Case Report: Surgical treatment of lumbar ligamentum flavum cysts combined with spinal instability causing radiculopathy

Introduction

Ligamentum flavum cysts (LFCs) are rare space-occupying lesions in the spinal canal, which represent a unique entity being embedded in the inner surface of the ligamentum flavum with no epithelial lining and no association with spinal facets causing spinal canal compression and neurologic deficits (13). The symptoms are similar to those caused by lumbar disc herniation or lumbar spinal stenosis, such as lower back pain, numbness, pain, weakness, and cauda equina syndrome (4). Surgical intervention is recommended when patients exhibit acute neurological deterioration or when conservative treatment is ineffective. In this report, we present a case of a patient with a lumbar ligamentum flavum cyst combined with lumbar instability. The patient underwent cyst excision, spinal decompression, and interbody fusion, resulting in significant postoperative improvement in neurological symptoms and low back pain.

Case presentation

A 54-year-old woman presented with a 1-month history of low back pain accompanied by right leg radicular pain and numbness in the posterior lateral calf. The patient reported a pain score of 9 on the visual analog scale (VAS, 0 = no pain; 10 = extremely painful), and her Oswestry disability index (ODI) was 57.6%.

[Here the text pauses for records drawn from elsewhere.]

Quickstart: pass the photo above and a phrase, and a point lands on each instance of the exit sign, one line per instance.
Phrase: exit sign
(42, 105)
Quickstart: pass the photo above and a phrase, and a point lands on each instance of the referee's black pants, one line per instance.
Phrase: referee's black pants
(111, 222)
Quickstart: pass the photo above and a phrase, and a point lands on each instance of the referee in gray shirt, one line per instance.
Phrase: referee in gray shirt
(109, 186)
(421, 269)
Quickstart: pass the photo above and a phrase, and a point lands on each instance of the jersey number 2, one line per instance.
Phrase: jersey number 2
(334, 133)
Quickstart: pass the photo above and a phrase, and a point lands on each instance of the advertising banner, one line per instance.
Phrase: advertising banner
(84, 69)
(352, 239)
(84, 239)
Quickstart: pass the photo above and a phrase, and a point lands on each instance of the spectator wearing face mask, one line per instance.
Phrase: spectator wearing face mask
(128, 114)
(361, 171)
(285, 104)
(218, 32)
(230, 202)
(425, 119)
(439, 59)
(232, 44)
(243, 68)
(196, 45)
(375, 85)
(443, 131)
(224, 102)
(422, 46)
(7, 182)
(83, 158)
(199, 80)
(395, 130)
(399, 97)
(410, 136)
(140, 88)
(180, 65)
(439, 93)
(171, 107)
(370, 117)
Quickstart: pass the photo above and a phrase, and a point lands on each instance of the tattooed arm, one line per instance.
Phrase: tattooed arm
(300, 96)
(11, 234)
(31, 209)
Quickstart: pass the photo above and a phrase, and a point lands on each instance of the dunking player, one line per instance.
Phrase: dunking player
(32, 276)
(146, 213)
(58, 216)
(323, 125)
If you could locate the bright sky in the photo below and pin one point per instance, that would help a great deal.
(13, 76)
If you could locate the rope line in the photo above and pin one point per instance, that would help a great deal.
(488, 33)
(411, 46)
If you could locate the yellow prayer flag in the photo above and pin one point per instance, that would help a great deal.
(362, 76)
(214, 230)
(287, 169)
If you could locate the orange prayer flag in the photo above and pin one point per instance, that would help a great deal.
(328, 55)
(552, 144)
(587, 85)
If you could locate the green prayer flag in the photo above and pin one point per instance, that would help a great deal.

Physical examination revealed numbness in the skin of the posterolateral calf and weakness in both right ankle dorsiflexion and great toe extension (Grade 4). The Lasegue sign was negative on both limbs. Bilateral knee and Achilles tendon reflexes were decreased.

Before hospitalization, the patient received various conservative treatments, including non-steroidal anti-inflammatory drugs and acupuncture. However, her symptoms did not improve.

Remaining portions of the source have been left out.